SCHOOLCHILDREN mixed with celebrities yesterday as a tropical butterfly dome and a 70-strong scarecrow festival heralded the start of the Royal Horticultural Society’s largest annual event.
The Hampton Court Flower Show opens to the public today, but a preview event was alive with colour.
The show gardens in the grounds of Hampton Court Palace include one formed from a tunnel of tusks which visitors can walk through, built to highlight the plight of around 80 elephants killed each day for their ivory.
Designer Mark Whyte said the project was aimed at showing the scale of the problem.
He said: “Most people know about poaching and the ivory trade, but they aren’t quite aware of the quantity killed each day.”

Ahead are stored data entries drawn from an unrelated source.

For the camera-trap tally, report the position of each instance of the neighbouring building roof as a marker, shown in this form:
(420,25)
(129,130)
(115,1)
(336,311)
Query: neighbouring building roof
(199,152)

Will Williams, returning to the show after his debut last year, is demonstrating natural solutions to flooding with a display of alder trees, inspired by the North Yorkshire town of Pickering which has worked with nature to cope with floods.
An urban rain garden to handle the increased rainfall from climate change, designed by Rhiannon Williams in her first show garden, has small front and back plots with measures to catch and store water.
Talks at the show’s “Celebrity Theatre” include TV nature presenters Chris Packham and Michaela Strachan, and a live challenge will see the self-styled “Black Gardener”, Danny Clarke, creating a nine-square metre vertical installation made up of 616 plants, in three hours flat.
“I’ll make it up as I go along,” he said. “It should be fine.”